Q+A: Climate change finance -- how does it work?
David Milliken, Reuters 8 Nov 09;

ST ANDREWS, Scotland (Reuters) - Discussing how to pay for efforts to combat climate change was a major theme at Saturday's meeting of finance ministers and central bankers from the Group of 20 leading economies.

Ministers made little visible progress in sorting out the thorny issue of how rich countries should help poorer ones fight global warming, but did agree that a big increase in funds was needed.

Following is a guide to the financing issue ahead of a United Nations summit on climate change in Copenhagen next month:

WHAT IS CLIMATE CHANGE FINANCE?

It covers a broad range of proposals to fund schemes in the developing world which reduce emissions of carbon dioxide and other gases that cause climate change.

The schemes are usually based on funding from governments and investors in richer countries -- in part because a dollar of spending can achieve a greater reduction in emissions in the developing world.

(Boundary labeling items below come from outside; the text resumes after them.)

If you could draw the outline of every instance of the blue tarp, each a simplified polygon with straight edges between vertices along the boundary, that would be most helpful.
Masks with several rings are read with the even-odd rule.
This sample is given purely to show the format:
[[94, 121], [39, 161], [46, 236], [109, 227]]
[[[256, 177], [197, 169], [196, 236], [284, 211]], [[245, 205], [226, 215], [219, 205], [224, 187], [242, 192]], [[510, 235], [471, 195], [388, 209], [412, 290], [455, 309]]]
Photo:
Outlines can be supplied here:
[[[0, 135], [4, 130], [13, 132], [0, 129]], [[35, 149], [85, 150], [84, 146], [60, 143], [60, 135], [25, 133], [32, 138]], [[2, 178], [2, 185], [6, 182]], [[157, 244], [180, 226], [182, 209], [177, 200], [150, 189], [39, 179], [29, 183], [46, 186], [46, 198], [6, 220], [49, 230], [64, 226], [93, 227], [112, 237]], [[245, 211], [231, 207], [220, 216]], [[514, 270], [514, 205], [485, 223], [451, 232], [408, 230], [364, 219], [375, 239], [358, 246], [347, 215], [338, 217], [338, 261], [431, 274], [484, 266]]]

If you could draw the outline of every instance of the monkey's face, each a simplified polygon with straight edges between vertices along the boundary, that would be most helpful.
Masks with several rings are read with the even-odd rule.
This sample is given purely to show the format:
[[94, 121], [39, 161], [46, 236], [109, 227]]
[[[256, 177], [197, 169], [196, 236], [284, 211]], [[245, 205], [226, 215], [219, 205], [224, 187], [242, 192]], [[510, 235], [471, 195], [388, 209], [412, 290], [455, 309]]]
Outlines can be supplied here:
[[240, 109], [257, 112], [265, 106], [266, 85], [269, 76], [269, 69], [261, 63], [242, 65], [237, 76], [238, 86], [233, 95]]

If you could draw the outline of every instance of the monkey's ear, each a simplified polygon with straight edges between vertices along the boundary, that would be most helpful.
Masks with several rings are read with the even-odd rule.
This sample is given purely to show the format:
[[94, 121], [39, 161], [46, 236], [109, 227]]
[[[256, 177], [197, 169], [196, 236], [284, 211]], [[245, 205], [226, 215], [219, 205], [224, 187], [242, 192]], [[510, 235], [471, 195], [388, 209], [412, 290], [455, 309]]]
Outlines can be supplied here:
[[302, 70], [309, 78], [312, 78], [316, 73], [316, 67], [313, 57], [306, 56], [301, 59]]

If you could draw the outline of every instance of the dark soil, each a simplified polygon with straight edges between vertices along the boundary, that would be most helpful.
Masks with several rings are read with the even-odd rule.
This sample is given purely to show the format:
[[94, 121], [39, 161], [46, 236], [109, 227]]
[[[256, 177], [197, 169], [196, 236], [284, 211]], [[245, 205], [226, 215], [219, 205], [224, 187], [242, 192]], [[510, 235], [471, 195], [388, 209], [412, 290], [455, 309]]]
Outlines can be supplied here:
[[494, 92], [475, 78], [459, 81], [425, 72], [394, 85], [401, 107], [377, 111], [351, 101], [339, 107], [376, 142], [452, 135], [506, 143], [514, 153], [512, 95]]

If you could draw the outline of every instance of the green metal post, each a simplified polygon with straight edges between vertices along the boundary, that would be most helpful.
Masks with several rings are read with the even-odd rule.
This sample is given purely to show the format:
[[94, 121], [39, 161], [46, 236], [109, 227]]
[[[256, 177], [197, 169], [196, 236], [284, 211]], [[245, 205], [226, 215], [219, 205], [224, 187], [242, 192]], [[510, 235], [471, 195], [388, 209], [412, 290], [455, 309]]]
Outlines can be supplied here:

Possibilities for cheap reduction of emissions in developed countries have largely been exhausted. Moreover, spending money on fighting climate change is not a priority for many developing countries, which blame industrialized nations for the problem. They argue spending on health, education and other poverty-reduction measures bring more immediate improvements to the quality of life.

Some schemes aim to mitigate the effects of climate change -- for example by boosting flood defenses -- where this is cheaper or more urgent than trying to reverse global warming.

WHO WOULD PAY?

Primarily governments and investors in rich countries. The European Union estimates effective action would cost 100 billion euros ($149 billion) a year, around a quarter to a fifth of which would be funded by taxes.

How the taxes would be levied is unclear. Options include charging firms for permits to emit carbon dioxide, taxes on financial transactions, and a tax on actual carbon dioxide emissions.

Private sector investment can be attracted since many schemes help save money by reducing energy costs. Some governments are also keen to have private sector involvement because they believe profit-driven investors are better at picking successful energy-saving technologies than civil servants or non-profit groups.

WHO WOULD RECEIVE THE MONEY?

Some funds would go directly to governments -- either administered by the World Bank, as some rich countries prefer, or via the United Nations, preferred by some poorer countries.

Other funds could pay for carbon emission credits which would go to firms that proved their investments had helped reduce carbon dioxide emissions. The UN has recently expanded such a scheme.

WHY ARE GOVERNMENTS SO IMPORTANT?

Public sector funding to combat climate change is crucial because the benefits of avoiding climate change will be felt too far in the future for the private sector to spend optimal amounts of money.

Also, the benefits of solving the climate problem will be felt by the entire population, not merely by investors.

WHO SUPPORTS/OPPOSES?

The EU supports greater rich-world financing of measures to tackle climate change, and has its own internal market for permits to emit carbon dioxide. It has promised to pay its "fair share" of the 100 billion euro annual costs.

The United States and Japan have both agreed in principle to help poorer countries fight climate change, but have been even vaguer about the details.